Description
The control functions control the distribution of grid points during iterative solution of the elliptic PDE. These control functions are calculated and updated automatically between elliptic PDE iterations and are formed as a blended combination of two independent function sets known as interior and boundary control functions.
The Interior Control Functions influence the distribution of interior grid points. Use the Interior pull down list to select the function to be used:
Laplace, Thomas-Middlecoff, or Fixed Grid.
Interior control functions are used to influence the distribution of grid points on the interior of the grid. Three different interior control functions, described below, are available in Fidelity Pointwise:
- Laplace: This interior control function provides a very smooth distribution of grid points in the grid interior, but it does not provide any degree of orthogonality or clustering.

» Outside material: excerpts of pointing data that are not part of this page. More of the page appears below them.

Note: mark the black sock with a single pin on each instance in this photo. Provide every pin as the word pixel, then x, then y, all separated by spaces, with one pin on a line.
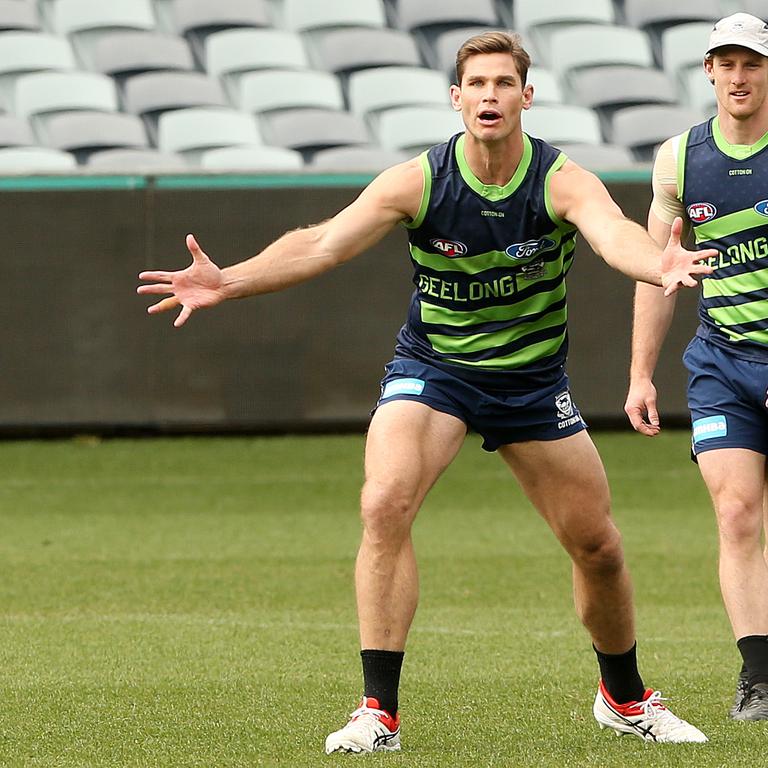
pixel 754 651
pixel 620 675
pixel 381 677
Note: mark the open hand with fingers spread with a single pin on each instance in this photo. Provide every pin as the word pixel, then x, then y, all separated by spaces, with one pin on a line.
pixel 198 286
pixel 679 266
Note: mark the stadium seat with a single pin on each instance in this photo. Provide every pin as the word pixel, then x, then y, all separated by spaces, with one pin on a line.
pixel 682 50
pixel 563 123
pixel 251 159
pixel 536 20
pixel 272 89
pixel 546 87
pixel 232 52
pixel 656 16
pixel 426 20
pixel 84 21
pixel 363 159
pixel 413 129
pixel 594 45
pixel 447 43
pixel 605 88
pixel 44 93
pixel 311 15
pixel 644 127
pixel 197 19
pixel 123 54
pixel 22 52
pixel 309 130
pixel 347 50
pixel 15 132
pixel 26 160
pixel 135 161
pixel 697 92
pixel 599 157
pixel 190 131
pixel 84 132
pixel 15 14
pixel 372 90
pixel 152 93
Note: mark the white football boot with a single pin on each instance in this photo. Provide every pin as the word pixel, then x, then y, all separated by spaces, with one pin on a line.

- Thomas-Middlecoff: (Ref. 36) This interior control function will cluster grid points on the grid's interior based on how the grid points are clustered on the boundaries. This method is very reliable and stable for a wide range of applications and is, therefore, Fidelity Pointwise's default interior control function.

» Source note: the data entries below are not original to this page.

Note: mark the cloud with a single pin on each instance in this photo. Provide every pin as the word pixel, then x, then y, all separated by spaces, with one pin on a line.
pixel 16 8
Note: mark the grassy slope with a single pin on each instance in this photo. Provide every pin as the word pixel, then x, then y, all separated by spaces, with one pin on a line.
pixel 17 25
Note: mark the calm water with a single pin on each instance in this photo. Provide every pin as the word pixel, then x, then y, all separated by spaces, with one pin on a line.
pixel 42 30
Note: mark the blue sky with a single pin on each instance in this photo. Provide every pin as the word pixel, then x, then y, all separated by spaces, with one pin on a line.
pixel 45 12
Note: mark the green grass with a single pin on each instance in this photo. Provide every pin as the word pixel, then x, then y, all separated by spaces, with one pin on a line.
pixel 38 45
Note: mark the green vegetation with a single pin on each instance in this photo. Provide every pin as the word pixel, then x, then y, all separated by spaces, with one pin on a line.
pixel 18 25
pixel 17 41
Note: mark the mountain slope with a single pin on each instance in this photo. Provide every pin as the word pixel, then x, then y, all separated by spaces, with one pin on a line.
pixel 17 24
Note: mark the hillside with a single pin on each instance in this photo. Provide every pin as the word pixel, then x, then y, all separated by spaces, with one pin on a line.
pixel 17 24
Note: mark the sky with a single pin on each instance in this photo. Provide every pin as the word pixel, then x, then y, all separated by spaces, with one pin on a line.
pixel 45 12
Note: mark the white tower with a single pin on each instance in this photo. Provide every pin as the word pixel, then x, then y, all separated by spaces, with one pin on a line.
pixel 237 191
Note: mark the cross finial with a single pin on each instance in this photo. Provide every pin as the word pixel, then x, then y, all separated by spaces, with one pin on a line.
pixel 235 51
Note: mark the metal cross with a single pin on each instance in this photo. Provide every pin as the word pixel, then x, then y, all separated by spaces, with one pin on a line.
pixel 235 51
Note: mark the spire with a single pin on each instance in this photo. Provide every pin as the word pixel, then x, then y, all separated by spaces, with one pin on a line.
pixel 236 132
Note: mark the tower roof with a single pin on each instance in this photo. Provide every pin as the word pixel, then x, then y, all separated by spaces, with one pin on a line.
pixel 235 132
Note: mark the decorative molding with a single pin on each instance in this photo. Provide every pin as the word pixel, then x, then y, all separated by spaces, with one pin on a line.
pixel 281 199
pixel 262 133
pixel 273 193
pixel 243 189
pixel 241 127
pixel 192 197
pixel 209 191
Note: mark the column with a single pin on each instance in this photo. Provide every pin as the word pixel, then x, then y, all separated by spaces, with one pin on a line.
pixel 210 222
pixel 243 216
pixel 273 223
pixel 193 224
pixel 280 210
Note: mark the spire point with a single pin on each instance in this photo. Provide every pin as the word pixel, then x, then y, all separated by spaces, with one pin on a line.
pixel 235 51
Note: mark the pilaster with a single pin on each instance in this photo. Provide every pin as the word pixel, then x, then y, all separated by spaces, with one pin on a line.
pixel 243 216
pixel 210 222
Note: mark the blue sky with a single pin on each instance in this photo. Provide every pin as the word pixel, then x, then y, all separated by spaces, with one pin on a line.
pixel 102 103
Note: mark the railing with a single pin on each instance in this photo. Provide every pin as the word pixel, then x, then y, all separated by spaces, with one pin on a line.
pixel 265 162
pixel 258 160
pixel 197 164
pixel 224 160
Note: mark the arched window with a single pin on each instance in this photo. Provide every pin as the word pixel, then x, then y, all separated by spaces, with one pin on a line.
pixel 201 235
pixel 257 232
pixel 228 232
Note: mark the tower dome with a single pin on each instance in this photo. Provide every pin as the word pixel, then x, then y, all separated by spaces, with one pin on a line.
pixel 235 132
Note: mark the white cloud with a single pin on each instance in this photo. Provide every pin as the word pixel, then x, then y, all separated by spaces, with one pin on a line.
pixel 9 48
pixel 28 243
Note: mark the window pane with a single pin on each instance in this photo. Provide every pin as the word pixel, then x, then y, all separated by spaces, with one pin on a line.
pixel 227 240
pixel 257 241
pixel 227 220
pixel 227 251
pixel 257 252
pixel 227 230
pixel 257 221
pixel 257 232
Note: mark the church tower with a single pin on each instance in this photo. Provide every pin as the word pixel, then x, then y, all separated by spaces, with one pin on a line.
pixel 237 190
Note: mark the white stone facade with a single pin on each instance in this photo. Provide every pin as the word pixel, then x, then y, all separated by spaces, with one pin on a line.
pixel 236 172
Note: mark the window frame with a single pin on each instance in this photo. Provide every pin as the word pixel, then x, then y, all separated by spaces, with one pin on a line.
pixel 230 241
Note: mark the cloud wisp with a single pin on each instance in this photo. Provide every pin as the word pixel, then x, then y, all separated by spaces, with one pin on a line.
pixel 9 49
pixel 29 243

- Fixed Grid: This interior control function is used to eliminate grid line slope discontinuities from the grid's interior while preserving the rest of the grid. Its effects are very subtle. The final grid will exhibit the same general features as the starting grid, including regions of clustering and orthogonality, but any slope discontinuities will be smoothed. This method should not be used unless the starting grid is of adequate quality except for the discontinuities.